Welcome to My Life as a Postdoc: Overeducated and Underemployed

A version of this post was originally published on the Wayne State University BEST blog.

I know a lot of really dumb PhDs.

I’m not being mean.  I include myself in this group of book-smart, determined idiots.  Many of us are creative, versatile, lifelong learners who embrace challenge and handle failure with aplomb. And a select few, with the right combination of grit, luck, and guidance, do make careers for themselves as tenure-track faculty. But the vast majority do not.  For all our knowledge, we can be dumb as doorknobs when it comes to navigating careers outside of academia.  Perhaps because we are trained to be so specialized, we lose sight of the big picture. Once we take a postdoc position, many of us languish at the bench relegated to the dreaded “perma-doc” realm without a clue about what to do next.  Yet, when we think about leaving academia, many of us become paralyzed at the thought of abandoning our native land.

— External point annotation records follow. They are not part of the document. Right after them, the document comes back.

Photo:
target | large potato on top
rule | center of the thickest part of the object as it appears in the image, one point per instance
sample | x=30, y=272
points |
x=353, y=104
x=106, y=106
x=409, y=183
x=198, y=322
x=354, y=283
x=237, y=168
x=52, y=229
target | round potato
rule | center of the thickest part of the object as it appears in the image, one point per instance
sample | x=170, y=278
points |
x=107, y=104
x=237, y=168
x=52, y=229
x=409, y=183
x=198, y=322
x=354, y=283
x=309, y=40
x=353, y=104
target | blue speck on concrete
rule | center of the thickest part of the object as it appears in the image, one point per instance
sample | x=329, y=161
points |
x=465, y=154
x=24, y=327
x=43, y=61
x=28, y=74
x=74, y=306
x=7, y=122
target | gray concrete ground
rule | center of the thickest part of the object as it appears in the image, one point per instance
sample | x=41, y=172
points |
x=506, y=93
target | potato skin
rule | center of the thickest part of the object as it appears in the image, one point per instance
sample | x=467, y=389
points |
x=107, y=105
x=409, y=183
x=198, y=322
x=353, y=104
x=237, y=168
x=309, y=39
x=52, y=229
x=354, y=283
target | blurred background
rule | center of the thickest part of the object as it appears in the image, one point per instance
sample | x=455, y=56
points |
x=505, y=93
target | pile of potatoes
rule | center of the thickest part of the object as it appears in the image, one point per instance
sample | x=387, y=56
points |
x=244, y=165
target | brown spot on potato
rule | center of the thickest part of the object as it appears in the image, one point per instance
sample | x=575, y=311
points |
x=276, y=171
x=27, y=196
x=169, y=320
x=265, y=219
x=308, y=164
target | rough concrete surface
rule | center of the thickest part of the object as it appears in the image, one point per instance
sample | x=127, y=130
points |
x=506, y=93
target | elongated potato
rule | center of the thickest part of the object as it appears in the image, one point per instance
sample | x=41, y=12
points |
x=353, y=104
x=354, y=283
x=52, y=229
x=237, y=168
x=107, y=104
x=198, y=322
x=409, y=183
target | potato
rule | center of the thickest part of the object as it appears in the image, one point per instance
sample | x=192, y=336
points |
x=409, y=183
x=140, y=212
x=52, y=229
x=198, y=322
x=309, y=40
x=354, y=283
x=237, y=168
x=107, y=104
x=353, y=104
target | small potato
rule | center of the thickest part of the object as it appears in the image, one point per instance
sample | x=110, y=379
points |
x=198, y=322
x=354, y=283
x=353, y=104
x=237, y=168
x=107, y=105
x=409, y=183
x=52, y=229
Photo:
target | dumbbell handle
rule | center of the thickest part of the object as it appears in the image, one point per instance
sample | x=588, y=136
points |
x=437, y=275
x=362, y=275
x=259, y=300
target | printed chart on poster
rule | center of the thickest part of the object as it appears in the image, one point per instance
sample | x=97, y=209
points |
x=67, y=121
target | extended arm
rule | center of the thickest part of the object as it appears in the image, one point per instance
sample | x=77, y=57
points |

Suffering is an inherent part of academic culture.  In graduate school, my friends and I would brag about working in the lab through weekends and holidays, getting by on a handful of hours of sleep a night, and using a toxic cocktail of Red Bull and coffee to push us through full course loads and lofty scientific aspirations (I didn’t sprout wings, but I did almost conjure up an ulcer). We wore our wrinkled clothes and dark under-eye circles as badges of honor. We thrived on the pressure, and if we didn’t, surely something was wrong with us.

I look back on those days with a mixture of fondness and incredulity. I felt at home surrounded by overachievers who, unlike my family and nonacademic friends, understood the addictiveness of unraveling the mysteries of the universe (or trying to, anyhow), until one day, I felt nothing but uneasiness.  The ecstasy of the hunt for truths was displaced by worry about grants, about publishing in journals with high enough impact factors, about continually generating data. Moreover, somehow despite the crazy hours I managed to find the time to get married and even have a child.  Then, for the first time I admitted to myself that I wanted something that academia couldn’t provide: more.  I wanted more time with my family, more flexibility, more fulfillment.

Now, I was left with new mysteries to unravel:  How could I possibly function on the outside? What transferable skills could I possibly have? The research enterprise requires us to spend much of our time focusing on what we don’t know and how to get inside the black box.  Is that why, as PhDs, we can’t fathom switching careers?  Do we become too fixated on discerning what we don’t know and how what we do know could possibly be applicable to “real jobs”?  I’m not sure where this academic Stockholm Syndrome came from, but it’s time for some of us to snap out of it.

Leaving academia does not equate failure.  I know that the decision to leave does not mean that I fell short as an academic.  Prior to this, I had to navigate a sea of well-intentioned colleagues who urged me to apply for tenure-track positions. I believe that my decision to leave reflects my own evolution and maturation as a PhD who believes her time and efforts are better suited for a more well-rounded life, and perhaps more importantly, who now has the courage to voice that opinion.

The next step is still murky. As I write this, I am currently contacting people for informational interviews about writing, editing, and publishing careers in the sciences and gathering together application materials for a master’s program in genetic counseling.  On my best days, I look at this approach as covering my bases, but on my worst, I am so confused about the trajectory of my life that I want to curl into a fetal position and binge-watch Netflix until I forget that I might have wasted the last 13 years of my life doing bench science.  Well, maybe “wasted” is too strong a word …Mishandled? Perhaps. But the situation is not beyond correction.

What I do know is that realizing that academia isn’t for me is sufficient reason to take action.  It should be reason enough for you to take action, too. Over the next few months, I plan to use this forum of the BEST Program blog to explore careers outside of academia and the skills necessary to get them.  Because we DO have the skills: As PhDs, we have learned how to logically attack problems to get answers; how to use failure to change tack and persevere; how to communicate effectively; and most importantly, how to find the tools to improve our lives and move on to fulfilling careers.  Let’s stop being the smartest idiots we know.